Incredibly, from April 2020 to January of this year, India doubled its exports of oxygen, leaving it ill-prepared for this second wave. And despite being a major global vaccine manufacturing hub, India under Modi placed astonishingly low orders for the vaccine.

India’s vaccination drive lost steam due to governmental mismanagement and complacency. And tens of millions of vaccines were given away or sold to other countries, in good part due to the government’s desire to be seen as a major global player.

Then there were the officially blessed superspreader events. The top official from Modi’s party in charge of a mountainous state allowed a massive Ganges bathing religious festival to proceed in the middle of the pandemic — one year ahead of schedule due to astrological reasons.

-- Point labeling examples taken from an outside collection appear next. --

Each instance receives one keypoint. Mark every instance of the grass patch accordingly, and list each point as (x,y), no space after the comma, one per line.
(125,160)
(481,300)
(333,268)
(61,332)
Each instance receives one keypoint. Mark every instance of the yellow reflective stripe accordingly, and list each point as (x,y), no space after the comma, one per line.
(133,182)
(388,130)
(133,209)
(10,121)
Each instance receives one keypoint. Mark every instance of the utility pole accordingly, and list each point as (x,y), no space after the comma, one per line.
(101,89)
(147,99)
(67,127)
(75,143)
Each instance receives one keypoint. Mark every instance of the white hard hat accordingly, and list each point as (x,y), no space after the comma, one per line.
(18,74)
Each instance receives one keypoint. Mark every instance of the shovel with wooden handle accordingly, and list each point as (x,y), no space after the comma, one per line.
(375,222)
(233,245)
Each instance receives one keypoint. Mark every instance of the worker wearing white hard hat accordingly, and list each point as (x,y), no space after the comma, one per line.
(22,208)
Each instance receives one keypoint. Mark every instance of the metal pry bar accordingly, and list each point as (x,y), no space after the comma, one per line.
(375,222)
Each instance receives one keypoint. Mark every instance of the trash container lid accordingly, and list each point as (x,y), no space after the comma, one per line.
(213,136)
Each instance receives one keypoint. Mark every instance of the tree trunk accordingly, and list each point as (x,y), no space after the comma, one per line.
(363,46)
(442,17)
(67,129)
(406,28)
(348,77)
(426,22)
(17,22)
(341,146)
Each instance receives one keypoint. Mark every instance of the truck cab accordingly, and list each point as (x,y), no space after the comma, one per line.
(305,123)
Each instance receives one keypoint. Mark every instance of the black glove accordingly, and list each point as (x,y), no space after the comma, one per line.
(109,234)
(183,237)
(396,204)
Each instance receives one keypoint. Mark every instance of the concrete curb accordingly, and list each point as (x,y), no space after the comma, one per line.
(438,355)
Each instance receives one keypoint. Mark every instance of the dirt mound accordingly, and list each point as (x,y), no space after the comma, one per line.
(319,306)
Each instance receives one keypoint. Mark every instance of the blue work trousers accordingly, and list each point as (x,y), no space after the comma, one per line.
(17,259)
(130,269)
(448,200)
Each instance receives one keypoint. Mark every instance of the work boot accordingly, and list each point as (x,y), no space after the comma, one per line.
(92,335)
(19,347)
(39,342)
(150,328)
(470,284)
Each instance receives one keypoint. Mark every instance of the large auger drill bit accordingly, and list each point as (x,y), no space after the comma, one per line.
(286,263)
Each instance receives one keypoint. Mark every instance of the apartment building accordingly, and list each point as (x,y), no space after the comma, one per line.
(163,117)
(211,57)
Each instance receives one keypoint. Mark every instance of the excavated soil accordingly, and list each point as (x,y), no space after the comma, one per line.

Millions of Indians took a dip and disseminated the virus all over India.

Apologists for Modi’s government offer several defenses: The Indian health infrastructure has always been woefully deficient; health is largely a state-level responsibility; and the cavalier attitude of the people explains the skyrocketing infections.

But Modi was elected seven years ago with the promise of transforming the country. While India is much less federal in practice than the United States, Modi’s party or its allies in the governing National Democratic Alliance rule 18 of India’s 28 states. And if Indians started taking things lightly in recent months, wrong messages from the government are at least partly to blame.

The Narendra Modi-led government’s deeds of commission and omission have led to India’s cataclysm. That fact should be recognized and remembered long after the current pandemic is gone.

Amitabh Pal, based in Madison, Wisconsin, is writing a book on the phenomenon of global rightwing populism.